Quite often people mention being a good communicator and able to balance communications efficiently. Some people think that it means being polite and able to speak adequately — things any decent human should be able to do 🙂
In my opinion balancing communications means:
- Keep good reputation while resolving conflicts;
- Make communications efficient and constructive;
- Stay cool blooded. Do not neglect emotions but remember that they are a tool in communication with people. Think what you want to achieve with a certain emotion, don’t manifest yourself to coworkers;
- Be empathetic and analyze a situation from different angles.
Apart from an obvious reason that a UX Designer has to conduct researches and talk to users, the same applies for collaboration within a company. I’ve seen awesome designs not implemented because developers didn’t feel comfortable communicating to a designer. I’ve seen designs implemented not correctly because there was no feedback loop in the development process for a designer to see the results — familiar, hah? A designer can create a good UX, but a great UX can be created only by inter department collaboration.
Here are some common challenges I face as a UX Designer and how I resolve them.
Balancing communications as a UX Designer is…
Instead of burning developers for not getting the UI specifications right over and over again:
- Don’t cry 🙂
- Explore how developers interact with your designs and specifications to get the settings — fix pitfalls in the process if any; make information easily discoverable and accessible; talk the same language;
- Educate people about UX and explain your design decisions;
- Give some ownership of UX to make them feel responsibility and pride for good implementations.
Instead of slapping a coworker for shouting at you in an open space:
- Give some time for the situation to cool down;
- Drink a coffee with a manager discussing this issue;
- Drink another coffee with a team lead discussing this issue;
- Discuss this issue with two of them;
- Make sensible action points to avoid such issues in future if possible.
Instead of facepalming because a stakeholder often brings updates to crucial requirements over and over:
- Often stakeholders have to work with assumptions to push a product forward. It is no wonder they may struggle with uncertainty in their past decisions. Be a reliable person who can help to discuss and test the assumptions, which led to a decision of requirements update;
- Discuss new requirements with a PO/DM;
- Analyze scope of these requirements, effect on the system, cost/value proportion;
- Bring this analysis to the PO/DM and let him decide whether to take new requirements to work.

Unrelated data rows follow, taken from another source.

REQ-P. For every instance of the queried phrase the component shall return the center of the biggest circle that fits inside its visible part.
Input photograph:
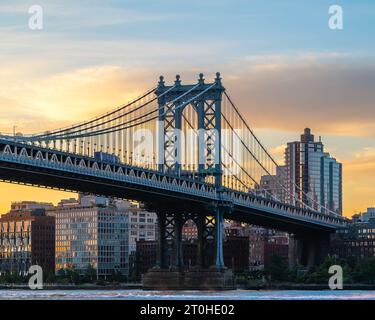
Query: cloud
(333, 97)
(358, 181)
(278, 153)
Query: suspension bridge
(186, 152)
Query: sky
(280, 62)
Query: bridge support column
(161, 263)
(178, 241)
(219, 219)
(200, 228)
(294, 251)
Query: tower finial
(218, 79)
(201, 79)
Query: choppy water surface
(182, 295)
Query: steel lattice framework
(193, 132)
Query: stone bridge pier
(209, 273)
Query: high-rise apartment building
(100, 232)
(27, 237)
(313, 176)
(92, 235)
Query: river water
(182, 295)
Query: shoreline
(138, 286)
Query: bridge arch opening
(190, 243)
(189, 145)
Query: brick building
(27, 237)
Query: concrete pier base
(199, 279)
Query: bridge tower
(205, 98)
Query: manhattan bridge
(186, 152)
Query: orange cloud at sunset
(273, 96)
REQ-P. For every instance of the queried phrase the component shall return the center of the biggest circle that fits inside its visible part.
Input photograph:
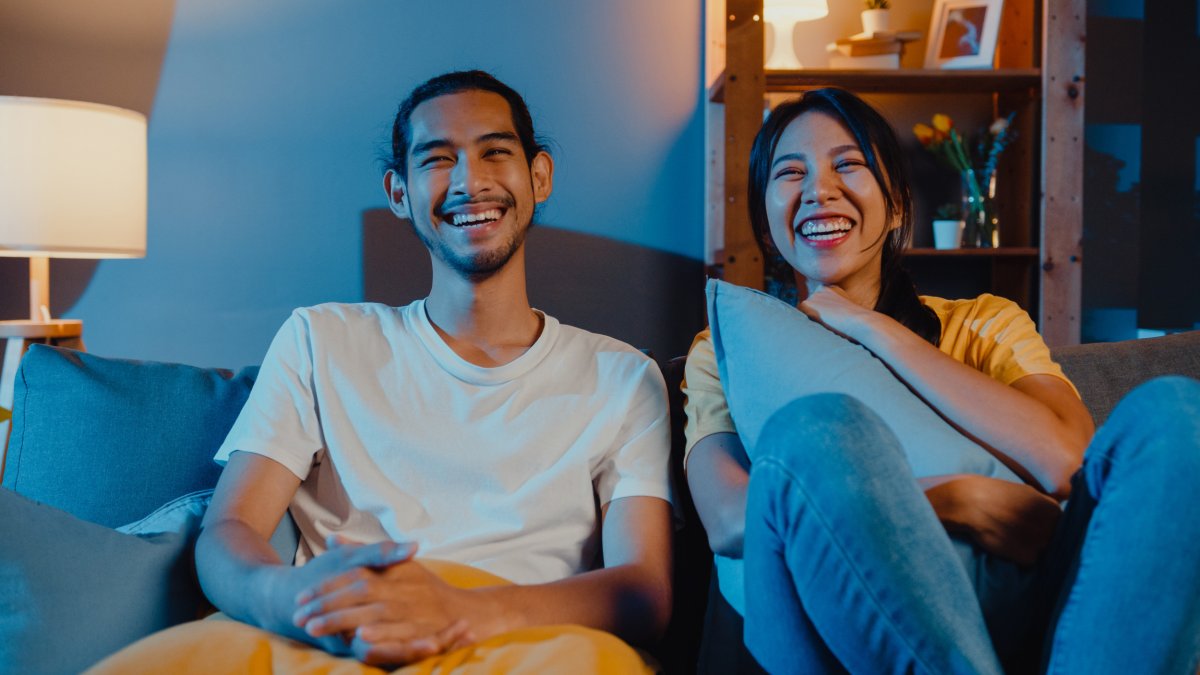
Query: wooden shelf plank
(1002, 252)
(904, 81)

Instead of agreeing to all design suggestions from coworkers:
- Stand your ground and be able to explain each and every design decision;
- Backup your design decisions with research and best practices;
- Be open minded — your coworkers are smart people and some suggestions are worth trying!
- Find your way to relax in a stressful situation before taking an action;
- If possible take some time before an action;
- Reframe an assumption “a person is incompetent and evil” to “a person is smart and might have reasons for that”;
- Find your way to release accumulated stress and muscle tension.
Work conflicts mostly take root in miscommunication and lack of understanding for the other person’s goals. I wish you all to be more active in putting your thoughts and suggestions out there and be willing to discuss them with genuine respect for others opinions.